日の光が地平線から顔を出して眩く空を照らし始める。肌寒い空気が徐々に温まってくるのを感じた。朝露をまとった草木は風に煽られて静かに揺れ動いている。そんな中、俺は一晩中寝ずに起きていた。俺が一度寝てしまったら絶対に朝に間に合わない、これだけは確信していたからだ。それに眠らない方が俺にとっては調子が良い。俺は夜明けを迎えるまで、ずっと集落の外で独り門番のように仁王立ちで陣取っていた。


「さて………ようやくお出ましか」


 俺は眼前に彼らの存在を捉えた。鎧を着こんだ騎士どもがぞろぞろと現れる。彼らもまた俺の存在に気付いて、そして俺を取り囲むように動き始めた。人数はざっと30か。剣に槍、それからクロスボウのような装備をしている騎士もいる。
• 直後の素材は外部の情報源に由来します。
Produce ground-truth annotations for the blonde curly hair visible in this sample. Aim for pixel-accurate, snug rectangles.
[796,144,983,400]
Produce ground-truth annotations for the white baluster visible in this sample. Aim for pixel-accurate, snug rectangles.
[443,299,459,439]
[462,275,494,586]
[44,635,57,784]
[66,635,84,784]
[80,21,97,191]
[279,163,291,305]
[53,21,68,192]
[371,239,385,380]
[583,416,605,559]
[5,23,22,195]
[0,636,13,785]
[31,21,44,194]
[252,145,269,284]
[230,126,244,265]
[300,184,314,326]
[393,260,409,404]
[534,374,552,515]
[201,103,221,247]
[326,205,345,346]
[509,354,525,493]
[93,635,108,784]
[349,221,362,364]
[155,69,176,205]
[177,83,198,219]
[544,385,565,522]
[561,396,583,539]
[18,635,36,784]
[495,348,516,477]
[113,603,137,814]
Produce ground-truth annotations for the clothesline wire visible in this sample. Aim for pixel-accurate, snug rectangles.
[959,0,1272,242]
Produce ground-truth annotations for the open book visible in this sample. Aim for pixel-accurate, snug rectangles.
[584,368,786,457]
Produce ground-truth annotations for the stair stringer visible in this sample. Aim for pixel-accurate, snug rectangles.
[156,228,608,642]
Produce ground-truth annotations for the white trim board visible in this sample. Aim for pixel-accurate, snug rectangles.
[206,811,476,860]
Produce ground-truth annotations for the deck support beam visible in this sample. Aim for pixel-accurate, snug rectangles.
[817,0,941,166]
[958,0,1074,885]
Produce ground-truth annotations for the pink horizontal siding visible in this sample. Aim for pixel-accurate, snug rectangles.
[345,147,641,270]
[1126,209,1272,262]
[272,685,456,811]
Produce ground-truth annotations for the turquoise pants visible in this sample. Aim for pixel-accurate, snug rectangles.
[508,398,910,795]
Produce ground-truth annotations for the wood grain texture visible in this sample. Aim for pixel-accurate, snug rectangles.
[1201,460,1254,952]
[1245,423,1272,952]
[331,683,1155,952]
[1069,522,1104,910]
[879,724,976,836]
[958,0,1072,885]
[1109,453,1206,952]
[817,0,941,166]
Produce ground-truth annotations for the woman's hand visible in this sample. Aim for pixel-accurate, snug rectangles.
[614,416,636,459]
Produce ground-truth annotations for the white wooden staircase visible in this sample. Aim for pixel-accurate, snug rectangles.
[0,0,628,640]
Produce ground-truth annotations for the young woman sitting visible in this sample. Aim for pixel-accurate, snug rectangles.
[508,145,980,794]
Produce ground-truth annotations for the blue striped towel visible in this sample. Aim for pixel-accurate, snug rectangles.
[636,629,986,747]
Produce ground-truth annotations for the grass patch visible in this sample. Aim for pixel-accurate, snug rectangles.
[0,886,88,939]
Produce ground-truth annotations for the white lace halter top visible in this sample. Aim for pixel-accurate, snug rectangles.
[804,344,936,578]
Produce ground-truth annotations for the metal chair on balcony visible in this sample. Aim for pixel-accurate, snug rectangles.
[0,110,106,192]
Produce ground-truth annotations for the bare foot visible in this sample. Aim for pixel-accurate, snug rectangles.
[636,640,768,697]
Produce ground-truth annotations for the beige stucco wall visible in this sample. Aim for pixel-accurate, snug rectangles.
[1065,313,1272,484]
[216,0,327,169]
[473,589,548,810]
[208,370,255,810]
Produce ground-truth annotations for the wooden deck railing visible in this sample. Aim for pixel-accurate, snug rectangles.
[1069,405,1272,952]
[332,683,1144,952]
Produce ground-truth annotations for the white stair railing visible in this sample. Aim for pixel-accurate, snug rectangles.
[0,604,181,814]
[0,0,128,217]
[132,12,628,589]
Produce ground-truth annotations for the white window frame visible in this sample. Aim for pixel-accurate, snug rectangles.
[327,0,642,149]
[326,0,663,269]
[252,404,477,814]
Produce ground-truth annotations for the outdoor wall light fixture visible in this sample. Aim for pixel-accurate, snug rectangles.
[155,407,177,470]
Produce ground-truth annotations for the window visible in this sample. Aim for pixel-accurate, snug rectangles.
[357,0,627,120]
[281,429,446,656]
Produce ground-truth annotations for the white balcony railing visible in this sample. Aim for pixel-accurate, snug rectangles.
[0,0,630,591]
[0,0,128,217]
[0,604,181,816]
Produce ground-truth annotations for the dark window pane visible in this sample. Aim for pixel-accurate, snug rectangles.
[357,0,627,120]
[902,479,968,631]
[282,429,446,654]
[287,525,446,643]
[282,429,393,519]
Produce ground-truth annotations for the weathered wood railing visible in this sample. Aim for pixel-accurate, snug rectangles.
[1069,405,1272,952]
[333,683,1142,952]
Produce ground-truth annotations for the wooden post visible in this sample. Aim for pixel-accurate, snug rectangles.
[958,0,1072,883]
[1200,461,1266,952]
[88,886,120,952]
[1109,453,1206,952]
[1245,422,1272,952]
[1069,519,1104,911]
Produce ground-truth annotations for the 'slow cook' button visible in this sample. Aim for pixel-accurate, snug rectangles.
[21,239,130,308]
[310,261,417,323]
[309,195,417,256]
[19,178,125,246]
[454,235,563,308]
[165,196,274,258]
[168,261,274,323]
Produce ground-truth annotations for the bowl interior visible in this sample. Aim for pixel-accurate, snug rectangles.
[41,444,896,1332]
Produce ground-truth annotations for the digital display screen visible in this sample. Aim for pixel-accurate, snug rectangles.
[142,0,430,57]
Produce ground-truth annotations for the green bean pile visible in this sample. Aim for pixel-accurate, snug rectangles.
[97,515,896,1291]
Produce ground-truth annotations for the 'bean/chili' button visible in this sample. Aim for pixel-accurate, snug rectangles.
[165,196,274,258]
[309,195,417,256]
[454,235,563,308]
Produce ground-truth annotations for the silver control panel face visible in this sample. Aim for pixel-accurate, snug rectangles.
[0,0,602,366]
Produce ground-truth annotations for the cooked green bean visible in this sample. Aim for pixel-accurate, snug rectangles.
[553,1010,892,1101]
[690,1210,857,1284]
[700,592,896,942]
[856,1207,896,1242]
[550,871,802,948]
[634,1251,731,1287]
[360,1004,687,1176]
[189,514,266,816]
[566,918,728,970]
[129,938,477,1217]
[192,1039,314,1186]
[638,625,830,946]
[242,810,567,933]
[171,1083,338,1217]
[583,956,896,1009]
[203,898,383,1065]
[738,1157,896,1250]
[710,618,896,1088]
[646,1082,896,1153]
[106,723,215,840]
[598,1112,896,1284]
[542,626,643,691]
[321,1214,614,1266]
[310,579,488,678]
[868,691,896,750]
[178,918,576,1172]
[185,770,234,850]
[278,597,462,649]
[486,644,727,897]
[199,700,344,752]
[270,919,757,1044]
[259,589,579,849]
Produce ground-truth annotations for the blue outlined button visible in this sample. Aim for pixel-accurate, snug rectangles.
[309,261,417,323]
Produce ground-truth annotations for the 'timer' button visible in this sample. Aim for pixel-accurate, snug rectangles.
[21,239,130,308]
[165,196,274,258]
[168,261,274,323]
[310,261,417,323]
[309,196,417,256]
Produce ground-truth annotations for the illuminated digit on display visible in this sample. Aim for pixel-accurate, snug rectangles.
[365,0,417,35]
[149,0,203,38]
クロスボウならシングルショットの銃を使うよりも効果的だろう。中近距離にも対応。装填も速い。銃弾のように貫通しないから相手を生きたまま捕らえることだってできる。なるほど、流石は騎士だけあって考え抜かれているようだ。

 奥の方にはこれ見よがしに巨大なドラゴンが待ち構えている。あれが噂の“火竜”か。こうして実物をお目にかかるのは初めてだ。先遣隊の資料で閲覧した時と違って迫力がある。

外見は西洋のドラゴンに似ている。巨大な胴体に長い首、そして背中に生えた双対の大きな翼。前脚と翼が一体化していないからワイバーンではなくドレイクよりだろう。あの大きな翼で空でも飛ぶのだろうか、想像も出来ない。全身を覆う焦げ茶色の鱗は光沢がある。見るからに硬そうな鱗だが、果たしてこのドラゴンはどれほど強いのか。俺はそれが気になって仕方がなかった。

 さて、火竜の隣に鎮座する男。一際目立つ白銀の鎧を身にまとっている。恐らく奴がドラーヴァという男なのだろう。


「これは一体どういうことだね?」


男は被っている兜を外して顔を見せながら近寄って来た。少し離れた位置で立ち止まり、俺の真正面で見定めるようにじろじろと見てくる。


「黒い髪の男とは………貴様、少なくともこの国の只人ではないな?」


俺を見下すように顎を上げながら睨みつけてくるドラーヴァ。何故だろう、奴の話し方が激しく癇に障る。顔も決して整っているとは言えない。乱れた赤髪に無精ひげを生やしている。俺は不快に感じながらも、それを表情に出さないようにした。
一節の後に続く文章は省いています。